When I attended my first Dynamics in the 1980s I would never have dreamed that one day I would be president of CACCN and leading the foremost professional critical care nursing association in Canada. It has been hugely rewarding and a privilege to lead CACCN. It was through Dynamics and being an active member of CACCN that I found many of the mentors in my career, mentors not only for clinical knowledge, but for leadership and professional growth, as well. Each one of these mentors has helped me to grow and to develop as a critical care nurse. I am so thankful that they shared their expertise and experiences so freely with me throughout my career. They have helped me grow both personally and professionally and I hope that it has made me not only a better nurse, but a better leader, as well.
As I finish my term, I reflect on how privileged I have been to work with such a dedicated and committed board of directors. Although they are volunteers I have been awed by their dedication and the amount of time they have devoted to CACCN and, in turn, to critical care nursing in Canada. I would like to take a moment to thank them publicly for the phenomenal work that they have done on your behalf for CACCN. Each of them has helped to improve and raise the profile of CACCN by truly living the president’s theme,Speak with Conviction.
CACCN is supported and run by volunteers from across Canada, whether it be as members of planning committees for Dynamics, as writers of position statements, as members of the journal editorial board, or as executives of local chapters. Without these volunteers we would not be able to operate or be the voice of critical care nursing in Canada. I would like to thank all our volunteers for their dedication and passion for critical care and the work that they have done for CACCN.
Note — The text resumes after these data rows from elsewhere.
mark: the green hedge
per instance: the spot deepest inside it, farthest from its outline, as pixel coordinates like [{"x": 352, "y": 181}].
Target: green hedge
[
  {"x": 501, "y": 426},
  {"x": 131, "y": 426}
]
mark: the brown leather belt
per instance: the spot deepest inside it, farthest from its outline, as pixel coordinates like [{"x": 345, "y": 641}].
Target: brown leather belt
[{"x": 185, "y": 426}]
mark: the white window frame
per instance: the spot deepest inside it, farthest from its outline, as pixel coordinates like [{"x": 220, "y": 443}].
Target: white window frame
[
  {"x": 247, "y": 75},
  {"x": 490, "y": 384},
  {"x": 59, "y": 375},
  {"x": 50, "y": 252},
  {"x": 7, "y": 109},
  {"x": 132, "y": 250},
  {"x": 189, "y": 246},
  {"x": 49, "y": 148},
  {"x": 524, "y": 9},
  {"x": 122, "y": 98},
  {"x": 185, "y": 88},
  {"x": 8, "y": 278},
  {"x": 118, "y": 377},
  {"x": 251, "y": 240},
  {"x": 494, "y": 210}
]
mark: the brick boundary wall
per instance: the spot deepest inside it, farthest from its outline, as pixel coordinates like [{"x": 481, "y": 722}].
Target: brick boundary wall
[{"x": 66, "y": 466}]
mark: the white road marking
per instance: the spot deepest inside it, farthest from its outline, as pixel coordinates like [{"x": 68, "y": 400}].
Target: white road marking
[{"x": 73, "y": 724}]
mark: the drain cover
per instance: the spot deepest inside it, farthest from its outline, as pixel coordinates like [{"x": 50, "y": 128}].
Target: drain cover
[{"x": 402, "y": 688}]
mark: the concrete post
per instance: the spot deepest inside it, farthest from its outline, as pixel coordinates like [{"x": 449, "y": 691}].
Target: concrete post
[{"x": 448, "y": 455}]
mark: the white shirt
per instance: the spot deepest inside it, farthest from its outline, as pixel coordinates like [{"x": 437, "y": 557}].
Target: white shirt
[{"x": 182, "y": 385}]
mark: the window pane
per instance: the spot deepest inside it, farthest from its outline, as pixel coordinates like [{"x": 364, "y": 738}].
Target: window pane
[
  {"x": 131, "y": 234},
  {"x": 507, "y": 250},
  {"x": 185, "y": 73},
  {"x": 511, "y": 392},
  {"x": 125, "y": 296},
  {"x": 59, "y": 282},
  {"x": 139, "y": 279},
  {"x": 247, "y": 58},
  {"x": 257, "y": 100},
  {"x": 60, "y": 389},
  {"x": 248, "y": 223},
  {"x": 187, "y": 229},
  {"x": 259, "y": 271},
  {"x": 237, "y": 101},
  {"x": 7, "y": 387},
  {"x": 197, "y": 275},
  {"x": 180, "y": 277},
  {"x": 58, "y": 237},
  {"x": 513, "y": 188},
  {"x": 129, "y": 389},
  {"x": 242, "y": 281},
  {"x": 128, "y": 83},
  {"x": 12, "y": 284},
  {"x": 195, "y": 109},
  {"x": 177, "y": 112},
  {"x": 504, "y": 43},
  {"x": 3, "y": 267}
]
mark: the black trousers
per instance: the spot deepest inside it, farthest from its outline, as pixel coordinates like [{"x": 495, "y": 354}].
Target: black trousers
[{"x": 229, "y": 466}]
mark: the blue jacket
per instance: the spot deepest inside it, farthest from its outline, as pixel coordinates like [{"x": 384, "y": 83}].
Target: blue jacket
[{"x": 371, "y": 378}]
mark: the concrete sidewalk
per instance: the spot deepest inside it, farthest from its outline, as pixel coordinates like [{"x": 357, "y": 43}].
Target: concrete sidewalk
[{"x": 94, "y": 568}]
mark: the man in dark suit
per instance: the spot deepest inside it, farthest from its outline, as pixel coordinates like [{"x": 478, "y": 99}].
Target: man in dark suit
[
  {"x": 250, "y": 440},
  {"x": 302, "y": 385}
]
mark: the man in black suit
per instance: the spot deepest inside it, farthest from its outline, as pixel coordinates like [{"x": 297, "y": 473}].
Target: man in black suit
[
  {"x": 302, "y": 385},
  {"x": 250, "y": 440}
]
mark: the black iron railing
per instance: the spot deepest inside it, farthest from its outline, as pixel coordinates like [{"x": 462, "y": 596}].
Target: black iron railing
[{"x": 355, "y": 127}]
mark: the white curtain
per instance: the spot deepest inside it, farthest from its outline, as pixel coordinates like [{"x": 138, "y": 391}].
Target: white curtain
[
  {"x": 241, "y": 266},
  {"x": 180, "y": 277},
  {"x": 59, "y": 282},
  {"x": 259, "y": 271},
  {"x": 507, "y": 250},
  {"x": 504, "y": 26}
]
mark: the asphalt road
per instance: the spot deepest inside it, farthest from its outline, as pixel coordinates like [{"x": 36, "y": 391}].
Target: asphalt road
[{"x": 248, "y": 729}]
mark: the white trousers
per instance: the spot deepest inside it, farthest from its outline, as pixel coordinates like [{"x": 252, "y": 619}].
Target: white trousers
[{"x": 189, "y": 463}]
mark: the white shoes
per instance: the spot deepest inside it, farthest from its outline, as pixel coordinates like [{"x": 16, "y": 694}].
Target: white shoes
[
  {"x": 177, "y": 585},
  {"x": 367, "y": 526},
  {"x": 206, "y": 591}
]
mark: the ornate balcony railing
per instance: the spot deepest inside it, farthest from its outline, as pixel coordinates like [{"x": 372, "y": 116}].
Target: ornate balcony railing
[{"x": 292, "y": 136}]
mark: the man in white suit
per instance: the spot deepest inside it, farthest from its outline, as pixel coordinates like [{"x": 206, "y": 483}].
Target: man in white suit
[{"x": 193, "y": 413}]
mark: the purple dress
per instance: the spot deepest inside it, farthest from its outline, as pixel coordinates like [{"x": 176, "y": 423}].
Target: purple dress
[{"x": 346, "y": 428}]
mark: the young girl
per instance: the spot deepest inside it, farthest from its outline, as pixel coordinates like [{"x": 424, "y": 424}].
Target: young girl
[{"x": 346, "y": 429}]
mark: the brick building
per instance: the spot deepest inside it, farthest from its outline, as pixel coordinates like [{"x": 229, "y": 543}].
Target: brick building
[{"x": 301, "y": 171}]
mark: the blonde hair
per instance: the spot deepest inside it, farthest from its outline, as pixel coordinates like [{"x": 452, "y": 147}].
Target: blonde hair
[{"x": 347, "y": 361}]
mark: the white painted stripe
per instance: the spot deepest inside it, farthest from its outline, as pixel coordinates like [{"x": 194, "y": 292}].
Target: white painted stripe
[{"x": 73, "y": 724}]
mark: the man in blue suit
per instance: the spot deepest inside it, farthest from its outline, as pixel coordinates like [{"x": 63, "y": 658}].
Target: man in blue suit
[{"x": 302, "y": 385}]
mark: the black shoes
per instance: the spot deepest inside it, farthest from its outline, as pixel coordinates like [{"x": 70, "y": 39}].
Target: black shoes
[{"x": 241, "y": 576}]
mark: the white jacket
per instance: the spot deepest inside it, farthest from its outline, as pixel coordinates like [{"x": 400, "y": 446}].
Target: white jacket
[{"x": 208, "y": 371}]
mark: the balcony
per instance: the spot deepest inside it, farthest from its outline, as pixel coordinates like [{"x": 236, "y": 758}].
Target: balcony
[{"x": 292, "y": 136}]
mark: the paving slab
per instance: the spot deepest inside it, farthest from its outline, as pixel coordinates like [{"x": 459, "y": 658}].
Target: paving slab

Last, but not least, I would like to thank Christine Halfkenny-Zellas. As our chief operating officer she is the only full-time employee of CACCN. Without her support the board, chapters, and volunteers would not be able to complete the work of CACCN. For me, personally, as president, I know that I would not have been effective without her assistance, so I must thank her for all her support. It has made my term as president rewarding.
As I leave this position I know that CACCN’s incoming president, Karen Dryden-Palmer, will continue to lead and strengthen CACCN during her presidency. Look for the announcement of her president’s theme in the next Critical Thinking column and her president’s blog on the website.
Take care and Speak with Conviction.